You might want to read about the Cyberoam Protocol before anything on this page will make sense to you. As you will discover on that page, I have successfully reverse engineered the password encryption algorithm, and have posted it here.

My Guesswork Involving the Password Encryption Algorithm

Here are my thoughts as I entered them on the protocol document, before I had successfully determined the algorithm for encrypting the password.

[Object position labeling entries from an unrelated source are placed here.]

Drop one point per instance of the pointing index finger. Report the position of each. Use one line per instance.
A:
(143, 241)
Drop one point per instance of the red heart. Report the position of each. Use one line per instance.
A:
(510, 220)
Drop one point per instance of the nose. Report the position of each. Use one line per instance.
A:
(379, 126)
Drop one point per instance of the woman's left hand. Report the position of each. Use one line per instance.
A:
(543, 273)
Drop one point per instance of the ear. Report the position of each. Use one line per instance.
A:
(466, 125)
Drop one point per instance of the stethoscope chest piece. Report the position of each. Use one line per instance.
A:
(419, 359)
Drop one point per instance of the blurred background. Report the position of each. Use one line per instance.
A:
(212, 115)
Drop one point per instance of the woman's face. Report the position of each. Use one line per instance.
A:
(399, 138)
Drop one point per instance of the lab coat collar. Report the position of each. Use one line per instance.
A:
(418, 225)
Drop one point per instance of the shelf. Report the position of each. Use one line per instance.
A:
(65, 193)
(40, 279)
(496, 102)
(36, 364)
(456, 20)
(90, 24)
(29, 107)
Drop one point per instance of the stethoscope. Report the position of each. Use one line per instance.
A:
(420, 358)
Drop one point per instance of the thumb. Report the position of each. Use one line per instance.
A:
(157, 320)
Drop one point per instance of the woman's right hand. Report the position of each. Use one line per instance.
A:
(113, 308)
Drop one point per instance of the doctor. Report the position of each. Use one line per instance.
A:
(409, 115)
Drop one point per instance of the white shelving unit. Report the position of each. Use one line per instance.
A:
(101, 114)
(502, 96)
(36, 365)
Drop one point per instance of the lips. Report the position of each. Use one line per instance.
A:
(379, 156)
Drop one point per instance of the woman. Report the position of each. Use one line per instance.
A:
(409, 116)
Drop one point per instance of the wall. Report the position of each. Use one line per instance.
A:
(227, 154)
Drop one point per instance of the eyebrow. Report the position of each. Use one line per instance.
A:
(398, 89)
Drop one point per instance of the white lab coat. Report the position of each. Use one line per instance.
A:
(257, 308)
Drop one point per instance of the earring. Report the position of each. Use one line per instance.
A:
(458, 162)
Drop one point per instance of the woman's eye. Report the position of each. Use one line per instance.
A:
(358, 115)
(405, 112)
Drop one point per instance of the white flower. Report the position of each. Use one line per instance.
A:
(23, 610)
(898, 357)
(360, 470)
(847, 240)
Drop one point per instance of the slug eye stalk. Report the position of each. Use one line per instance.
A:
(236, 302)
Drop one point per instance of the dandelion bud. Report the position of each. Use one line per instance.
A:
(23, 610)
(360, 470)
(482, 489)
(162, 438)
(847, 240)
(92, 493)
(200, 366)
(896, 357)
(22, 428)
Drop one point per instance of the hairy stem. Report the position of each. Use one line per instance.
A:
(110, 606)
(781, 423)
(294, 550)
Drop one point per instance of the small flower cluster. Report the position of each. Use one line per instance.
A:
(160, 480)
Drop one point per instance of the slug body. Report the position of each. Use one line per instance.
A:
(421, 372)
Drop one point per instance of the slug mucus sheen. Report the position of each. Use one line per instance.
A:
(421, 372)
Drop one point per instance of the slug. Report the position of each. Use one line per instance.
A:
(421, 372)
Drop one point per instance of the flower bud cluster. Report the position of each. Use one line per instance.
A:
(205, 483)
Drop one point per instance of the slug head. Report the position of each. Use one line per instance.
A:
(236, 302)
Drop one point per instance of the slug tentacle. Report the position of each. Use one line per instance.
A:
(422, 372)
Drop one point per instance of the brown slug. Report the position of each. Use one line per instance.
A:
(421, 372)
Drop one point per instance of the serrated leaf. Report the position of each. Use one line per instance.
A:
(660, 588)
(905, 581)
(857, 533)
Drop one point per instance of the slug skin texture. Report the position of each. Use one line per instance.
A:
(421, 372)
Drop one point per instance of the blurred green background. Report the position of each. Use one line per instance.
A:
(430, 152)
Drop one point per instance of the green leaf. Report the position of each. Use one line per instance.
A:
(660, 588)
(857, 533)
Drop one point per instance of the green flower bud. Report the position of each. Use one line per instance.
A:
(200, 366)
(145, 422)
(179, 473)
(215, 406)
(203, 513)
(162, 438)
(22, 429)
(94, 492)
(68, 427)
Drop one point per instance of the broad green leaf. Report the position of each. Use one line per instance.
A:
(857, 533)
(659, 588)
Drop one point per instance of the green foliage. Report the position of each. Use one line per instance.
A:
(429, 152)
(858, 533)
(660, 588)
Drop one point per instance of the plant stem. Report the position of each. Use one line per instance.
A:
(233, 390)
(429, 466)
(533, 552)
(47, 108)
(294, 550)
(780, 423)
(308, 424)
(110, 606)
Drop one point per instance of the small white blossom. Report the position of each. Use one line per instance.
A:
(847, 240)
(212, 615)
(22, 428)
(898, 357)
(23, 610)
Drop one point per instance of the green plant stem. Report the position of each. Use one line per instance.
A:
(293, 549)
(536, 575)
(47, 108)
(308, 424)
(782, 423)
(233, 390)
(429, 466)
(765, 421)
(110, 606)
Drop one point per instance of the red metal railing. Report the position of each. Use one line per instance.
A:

• The length of the encrypted password is (10 + 3L), where L is the length of the unencrypted password. It appears that the individual characters of the password are encoded into 3-digit integers, whereas the first 10 digits form some sort of time stamp, or base value from which to compute the 3-digit integers.
• I can confirm the first 10 digits are a count of the number of seconds elapsed since January 1, 1970, 00:00:00 UTC (i.e. at 00:00:00 GMT). So, for example, on Thursday, July 18, 2002, at approximately 05:45:00, the value of the 10-digit field was "1026951299". This is the same value returned by the time() function in the standard ANSI C Library. One of the well known uses of the time() function is to generate a seed value for the random number generator function, srand(). If the algorithm uses rand(), this needs to be investigated.
• The 3-digit integers range from 0-255 (the maximum value detected by me so far is 252), so I am guessing that the ASCII code for each character of the original password is encrypted to another ASCII character, with the resulting values inserted in this field. However, "aa" does not produce the same encrypted values for each character, so there is some sort of hash algorithm or other somewhat complicated algorithm being applied.
• It is somewhat silly that the official Cyberoam client only allows a maximum length of 8 characters for the password, whereas their protocol reserves 60 bytes for the password. 8 characters only require (10+8*3=34) bytes, hence 24 bytes are wasted.
• The algorithm probably doesn't use RSA, because none of the 3 digit integer groupings have a value larger than 255. RSA works by choosing an integer n such that n=(p*q) where p and q are prime numbers. But n can not be larger than 255, so this would only allow for n=253 (p=23,q=11) and 254 (p=2,q=127) as potential RSA keys, but the size of the time stamp (10 digits) means this would be a huge mismatch.

I was able to bypass the call to time() in the encryption subroutine after disassembling the client binary. Further, after attempting to analyze the disassembled code, I learned a little more about the algorithm. Let p[n] be the n'th byte of the plaintext password, and c[n] the n'th byte of the ciphertext, with n ranging from 0..7(max). Then:

1. Changing p[0] changes all the bytes of c.
2. Changing p[i] changes only bytes c[i..n] of the ciphertext, i.e. only subsequent bytes in a password are affected.
3. c[0] depends only on p[0] and the timestamp.
4. c[i] depends on c[i-1], p[i] and the timestamp, for i=1..n.
5. The timestamp is passed through a hashing algorithm for each character in the password. The hashing algorithm produces a 2-byte digest, which is then combined with p[i] as follows: c[i] := (lo xor p[i]) xor hi where hi and lo are the high order and low order bytes of the 2-byte digest, respectively.
6. I have still not worked out the exact digest algorithm, but let's see what happens in the next few days.
7. The plaintext is encrypted incrementally, with each increment performing a repeat computation of the 2-byte digest for the timestamp.

I know the following so far about the computation of the timestamp digest:

1. 2 bytes of the timestamp (after converting to a 10-digit ASCII string) are hashed at a time, with subsequent pairs of bytes using results from the directly previous pair.
2. The hash algorithm involves multiplication by the constants 0x4E35 (20021) and 0x015A (346) for each pair of bytes.
3. The hash value for each pair of bytes depends only on the hash value for the previous pair of bytes.

After the above deductions, I was successfully able to determine the actual algorithm on 13.Aug.2002.